Back in 2005, a humble and highly accomplished Stanford University bio-statistician became a media sensation. He had written a referred article called “Why Most Published Research Findings Are False.” John Ioannidis had taken a careful look at the reproducibility of findings only to discover that most fail. He wanted to know why, and delineated five factors that give rise to fake science. The media briefly celebrated him as a debunker of fake science. However, the professor is not some kind of iconoclast. He is just careful, believes in facts, and believes that science should be rooted in integrity and truth as first principles.
Fifteen years later, the coronavirus was making its way to the United States. There was talk in the air of millions upon millions of dead, and the need for universal quarantines and shutting down economies and lives. Ioannidis saw the coming storm and wrote an epic article, one which will for many years be considered prophetic: “A fiasco in the making? As the coronavirus pandemic takes hold, we are making decisions without reliable data.”
“The data collected so far on how many people are infected and how the epidemic is evolving are utterly unreliable,” he warned on on March 17, several days after predictive models based on unreliable data were forecasting millions dead in the U.S.
Draconian countermeasures have been adopted in many countries. If the pandemic dissipates — either on its own or because of these measures — short-term extreme social distancing and lockdowns may be bearable. How long, though, should measures like these be continued if the pandemic churns across the globe unabated? How can policymakers tell if they are doing more good than harm?
Vaccines or affordable treatments take many months (or even years) to develop and test properly. Given such timelines, the consequences of long-term lockdowns are entirely unknown.
The data collected so far on how many people are infected and how the epidemic is evolving are utterly unreliable. Given the limited testing to date, some deaths and probably the vast majority of infections due to SARS-CoV-2 are being missed. We don’t know if we are failing to capture infections by a factor of three or 300. Three months after the outbreak emerged, most countries, including the U.S., lack the ability to test a large number of people and no countries have reliable data on the prevalence of the virus in a representative random sample of the general population.
This evidence fiasco creates tremendous uncertainty about the risk of dying from Covid-19. Reported case fatality rates, like the official 3.4% rate from the World Health Organization, cause horror — and are meaningless. Patients who have been tested for SARS-CoV-2 are disproportionately those with severe symptoms and bad outcomes. As most health systems have limited testing capacity, selection bias may even worsen in the near future….

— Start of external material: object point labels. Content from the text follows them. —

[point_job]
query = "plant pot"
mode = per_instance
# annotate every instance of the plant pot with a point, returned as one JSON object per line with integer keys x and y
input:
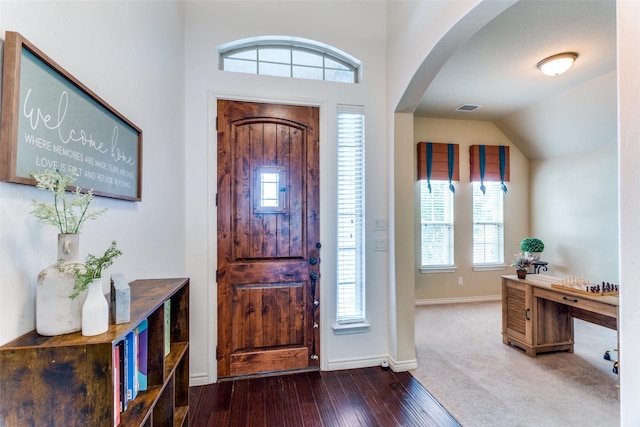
{"x": 533, "y": 256}
{"x": 95, "y": 310}
{"x": 56, "y": 313}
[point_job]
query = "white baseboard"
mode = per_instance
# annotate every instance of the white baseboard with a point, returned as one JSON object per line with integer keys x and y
{"x": 368, "y": 362}
{"x": 458, "y": 300}
{"x": 402, "y": 366}
{"x": 364, "y": 362}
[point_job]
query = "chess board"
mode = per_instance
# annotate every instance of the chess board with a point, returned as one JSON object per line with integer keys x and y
{"x": 585, "y": 292}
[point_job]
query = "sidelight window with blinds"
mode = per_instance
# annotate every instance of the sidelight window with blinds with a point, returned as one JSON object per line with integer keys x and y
{"x": 350, "y": 198}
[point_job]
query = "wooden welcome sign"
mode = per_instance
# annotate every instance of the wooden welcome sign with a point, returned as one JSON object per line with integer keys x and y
{"x": 52, "y": 121}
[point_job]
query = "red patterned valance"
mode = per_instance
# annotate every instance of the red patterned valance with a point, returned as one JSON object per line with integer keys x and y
{"x": 492, "y": 163}
{"x": 439, "y": 161}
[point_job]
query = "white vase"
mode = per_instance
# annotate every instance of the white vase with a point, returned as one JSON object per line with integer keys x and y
{"x": 95, "y": 310}
{"x": 56, "y": 312}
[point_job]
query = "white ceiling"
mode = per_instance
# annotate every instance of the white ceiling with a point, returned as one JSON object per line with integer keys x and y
{"x": 544, "y": 116}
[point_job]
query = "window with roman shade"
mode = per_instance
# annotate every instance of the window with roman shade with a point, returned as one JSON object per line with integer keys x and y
{"x": 438, "y": 161}
{"x": 438, "y": 167}
{"x": 489, "y": 163}
{"x": 489, "y": 170}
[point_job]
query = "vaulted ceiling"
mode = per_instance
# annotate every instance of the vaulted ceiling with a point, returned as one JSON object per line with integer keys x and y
{"x": 544, "y": 116}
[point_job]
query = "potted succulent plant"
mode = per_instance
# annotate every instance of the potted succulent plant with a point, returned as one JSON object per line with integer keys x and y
{"x": 521, "y": 262}
{"x": 532, "y": 247}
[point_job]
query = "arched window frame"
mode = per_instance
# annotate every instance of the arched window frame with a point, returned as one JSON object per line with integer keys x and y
{"x": 292, "y": 44}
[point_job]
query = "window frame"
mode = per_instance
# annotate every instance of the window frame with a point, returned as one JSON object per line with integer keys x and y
{"x": 438, "y": 188}
{"x": 292, "y": 45}
{"x": 350, "y": 199}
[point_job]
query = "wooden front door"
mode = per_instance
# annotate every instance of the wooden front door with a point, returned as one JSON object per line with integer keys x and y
{"x": 268, "y": 238}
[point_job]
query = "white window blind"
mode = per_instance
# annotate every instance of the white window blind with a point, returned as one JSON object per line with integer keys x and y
{"x": 351, "y": 249}
{"x": 488, "y": 224}
{"x": 436, "y": 218}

In the absence of data, prepare-for-the-worst reasoning leads to extreme measures of social distancing and lockdowns. Unfortunately, we do not know if these measures work. School closures, for example, may reduce transmission rates. But they may also backfire if children socialize anyhow, if school closure leads children to spend more time with susceptible elderly family members, if children at home disrupt their parents’ ability to work, and more. School closures may also diminish the chances of developing herd immunity in an age group that is spared serious disease….
One of the bottom lines is that we don’t know how long social distancing measures and lockdowns can be maintained without major consequences to the economy, society, and mental health. Unpredictable evolutions may ensue, including financial crisis, unrest, civil strife, war, and a meltdown of the social fabric. At a minimum, we need unbiased prevalence and incidence data for the evolving infectious load to guide decision-making.
It was a powerful warning that should have been heeded. But it was not. So he started doing interviews, some of which have gotten millions of views. But did governments consult him? I do not have the answer to that. Regardless, they should have.
As an economist studied in various modeling techniques, I know, as do my many colleagues, of the grave dangers of enacting policies based on models with unreliable data, too many unknown assumptions, and the presumption that people will obey like mechanical objects. The real world rarely complies. Economists know this. It’s Ioannidis’s view that models in the world of bio-statistics and epidemiology often suffer from the same problems.
I feel sure that we will look back on these days with shock at what our leaders have done in the name of disease control. Many reputations will suffer. Respect for the intelligence and moral courage of John Ioannidis will rise.